A surface normal is the little arrow sticking straight out of a surface,
perpendicular to it. Lighting lives or dies by it: how bright a face looks is set by the angle
between its normal and the light. So when you transform a mesh — scale a character, stretch a
crate — the normals must come along. The obvious move is to push them through the
model matrix M, the same matrix that moves the
vertices. Tempting, and wrong. Under a non-uniform scale or a shear, applying
M to a normal tilts it off the surface, and your lighting goes
subtly, maddeningly bad.
First, normals are directions, not places: they carry w = 0
in homogeneous coordinates, so translation never touches them. Only the linear part of
M — rotation, scale, shear — can do damage. Let us find what does
the job correctly, by demanding the one thing a normal must never lose: perpendicularity.

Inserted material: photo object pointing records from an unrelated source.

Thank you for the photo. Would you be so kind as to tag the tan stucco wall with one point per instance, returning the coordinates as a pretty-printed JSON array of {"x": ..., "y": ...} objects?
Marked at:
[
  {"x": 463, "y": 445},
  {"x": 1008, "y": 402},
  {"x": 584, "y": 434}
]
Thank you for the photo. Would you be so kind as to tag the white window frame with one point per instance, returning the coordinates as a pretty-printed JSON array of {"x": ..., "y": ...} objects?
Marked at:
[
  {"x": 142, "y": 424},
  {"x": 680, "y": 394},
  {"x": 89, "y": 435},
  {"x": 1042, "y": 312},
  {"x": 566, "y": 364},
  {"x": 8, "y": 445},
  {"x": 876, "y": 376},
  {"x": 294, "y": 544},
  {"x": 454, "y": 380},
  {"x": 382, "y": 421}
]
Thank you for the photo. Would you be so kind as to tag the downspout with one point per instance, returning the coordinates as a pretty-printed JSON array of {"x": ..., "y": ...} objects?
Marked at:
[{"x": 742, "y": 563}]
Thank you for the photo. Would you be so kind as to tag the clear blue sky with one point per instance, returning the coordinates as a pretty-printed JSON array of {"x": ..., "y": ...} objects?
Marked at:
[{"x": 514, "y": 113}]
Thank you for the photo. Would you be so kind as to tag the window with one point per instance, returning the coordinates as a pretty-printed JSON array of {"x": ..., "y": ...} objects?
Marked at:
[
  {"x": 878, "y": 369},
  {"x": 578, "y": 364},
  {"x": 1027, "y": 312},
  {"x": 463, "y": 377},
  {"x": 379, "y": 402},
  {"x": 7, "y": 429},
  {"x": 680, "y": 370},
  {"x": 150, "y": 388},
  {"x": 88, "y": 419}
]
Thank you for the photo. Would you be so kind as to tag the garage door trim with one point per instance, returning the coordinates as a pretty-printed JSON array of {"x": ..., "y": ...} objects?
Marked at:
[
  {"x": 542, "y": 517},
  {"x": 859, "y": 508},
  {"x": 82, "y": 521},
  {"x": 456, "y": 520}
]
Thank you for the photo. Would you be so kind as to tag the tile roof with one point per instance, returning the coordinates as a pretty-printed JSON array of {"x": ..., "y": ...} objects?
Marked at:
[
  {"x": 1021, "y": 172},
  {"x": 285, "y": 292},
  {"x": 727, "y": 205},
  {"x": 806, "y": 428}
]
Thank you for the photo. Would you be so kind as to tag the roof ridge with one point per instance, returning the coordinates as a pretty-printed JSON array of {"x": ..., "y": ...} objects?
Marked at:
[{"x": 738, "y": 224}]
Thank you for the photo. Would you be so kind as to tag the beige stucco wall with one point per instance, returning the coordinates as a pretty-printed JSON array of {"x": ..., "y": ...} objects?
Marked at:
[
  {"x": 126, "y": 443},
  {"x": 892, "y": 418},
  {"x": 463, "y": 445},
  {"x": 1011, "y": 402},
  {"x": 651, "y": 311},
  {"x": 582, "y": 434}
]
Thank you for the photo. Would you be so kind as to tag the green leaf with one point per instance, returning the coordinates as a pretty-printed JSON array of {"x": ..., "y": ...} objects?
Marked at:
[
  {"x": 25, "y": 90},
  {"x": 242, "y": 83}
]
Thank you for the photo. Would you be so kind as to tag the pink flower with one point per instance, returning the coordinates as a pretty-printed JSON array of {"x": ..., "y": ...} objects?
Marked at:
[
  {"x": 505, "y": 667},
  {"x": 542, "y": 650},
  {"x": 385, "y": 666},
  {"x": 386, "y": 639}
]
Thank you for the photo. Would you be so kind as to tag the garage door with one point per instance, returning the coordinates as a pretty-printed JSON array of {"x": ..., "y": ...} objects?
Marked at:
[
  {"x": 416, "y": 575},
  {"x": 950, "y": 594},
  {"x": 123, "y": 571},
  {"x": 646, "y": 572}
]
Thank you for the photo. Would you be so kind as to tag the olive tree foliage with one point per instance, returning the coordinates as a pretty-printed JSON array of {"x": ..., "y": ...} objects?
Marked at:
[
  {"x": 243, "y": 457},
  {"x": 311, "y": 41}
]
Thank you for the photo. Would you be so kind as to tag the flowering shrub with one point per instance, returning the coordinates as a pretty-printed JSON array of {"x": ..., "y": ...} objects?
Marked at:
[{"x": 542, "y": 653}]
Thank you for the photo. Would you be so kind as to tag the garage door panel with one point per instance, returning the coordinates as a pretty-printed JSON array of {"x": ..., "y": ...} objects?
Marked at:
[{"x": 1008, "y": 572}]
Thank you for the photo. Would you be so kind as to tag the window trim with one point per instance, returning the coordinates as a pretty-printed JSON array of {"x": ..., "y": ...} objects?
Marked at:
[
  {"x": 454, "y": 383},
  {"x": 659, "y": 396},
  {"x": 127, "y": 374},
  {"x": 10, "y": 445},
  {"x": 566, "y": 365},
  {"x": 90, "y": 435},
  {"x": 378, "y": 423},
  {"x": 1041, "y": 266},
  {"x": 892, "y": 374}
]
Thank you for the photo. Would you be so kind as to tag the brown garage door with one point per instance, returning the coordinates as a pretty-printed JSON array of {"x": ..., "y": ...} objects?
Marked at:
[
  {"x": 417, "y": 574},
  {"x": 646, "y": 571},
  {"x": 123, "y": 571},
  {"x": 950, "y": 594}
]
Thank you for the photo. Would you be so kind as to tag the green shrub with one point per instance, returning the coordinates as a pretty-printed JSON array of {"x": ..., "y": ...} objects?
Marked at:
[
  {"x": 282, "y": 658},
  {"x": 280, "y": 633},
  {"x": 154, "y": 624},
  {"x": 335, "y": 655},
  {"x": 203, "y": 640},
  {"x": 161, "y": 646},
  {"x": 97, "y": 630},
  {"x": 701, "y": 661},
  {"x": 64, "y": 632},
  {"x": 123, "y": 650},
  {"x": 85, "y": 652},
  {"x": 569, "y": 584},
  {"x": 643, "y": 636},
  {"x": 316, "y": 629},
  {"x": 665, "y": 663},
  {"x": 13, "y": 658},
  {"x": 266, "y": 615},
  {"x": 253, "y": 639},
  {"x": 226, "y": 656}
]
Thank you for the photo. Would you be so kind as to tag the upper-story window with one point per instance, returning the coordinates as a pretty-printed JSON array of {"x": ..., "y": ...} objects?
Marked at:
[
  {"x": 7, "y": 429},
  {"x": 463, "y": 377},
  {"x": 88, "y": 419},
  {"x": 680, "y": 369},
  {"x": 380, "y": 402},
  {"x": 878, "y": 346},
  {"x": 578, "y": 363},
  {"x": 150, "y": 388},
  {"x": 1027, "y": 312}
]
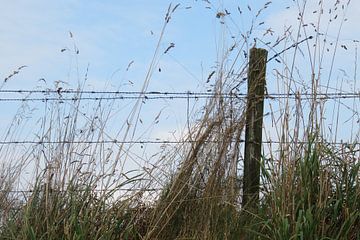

Deriving the normal matrix
Fix a point on the surface. Let \vec{t} be a
tangent there (an arrow lying along the surface) and
\vec{n} the normal. Perpendicular means their
dot
product is zero. Writing the dot product as a row times a column:
\vec{n}^{\top}\vec{t} = 0.
Step 1 — see how a tangent transforms. A tangent is the difference of two
nearby surface points, so it rides the vertices: under the linear part
M it becomes
\vec{t}\,' = M\vec{t}.
Step 2 — demand the new normal still be perpendicular. Call the unknown,
correctly transformed normal \vec{n}\,'. Whatever it is, it must
satisfy the same perpendicularity against the new tangent:
(\vec{n}\,')^{\top}\,\vec{t}\,' = 0.
Step 3 — substitute the transformed tangent. Put
\vec{t}\,' = M\vec{t} in:
(\vec{n}\,')^{\top} M \vec{t} = 0.
Step 4 — engineer the middle to collapse to the identity. We already know
\vec{n}^{\top}\vec{t} = 0. If we could massage
(\vec{n}\,')^{\top} M into \vec{n}^{\top},
we'd be done. The clean way: insert M^{-1}M = I and group it so an
M^{-1}M sits in the middle. Suppose
\vec{n}\,' = (M^{-1})^{\top}\vec{n}; then
(\vec{n}\,')^{\top} = \vec{n}^{\top} M^{-1}
(using (AB)^{\top} = B^{\top}A^{\top} and
((M^{-1})^{\top})^{\top} = M^{-1}), and so
(\vec{n}\,')^{\top} M \vec{t} = \vec{n}^{\top} M^{-1} M \vec{t} = \vec{n}^{\top} \vec{t} = 0. \;\checkmark
Step 5 — read off the normal matrix. Perpendicularity is preserved exactly
when the normal is transformed not by M, but by the
inverse-transpose of its linear part — the
normal matrix:
\vec{n}\,' = (M^{-1})^{\top}\,\vec{n} = M^{-\top}\vec{n}.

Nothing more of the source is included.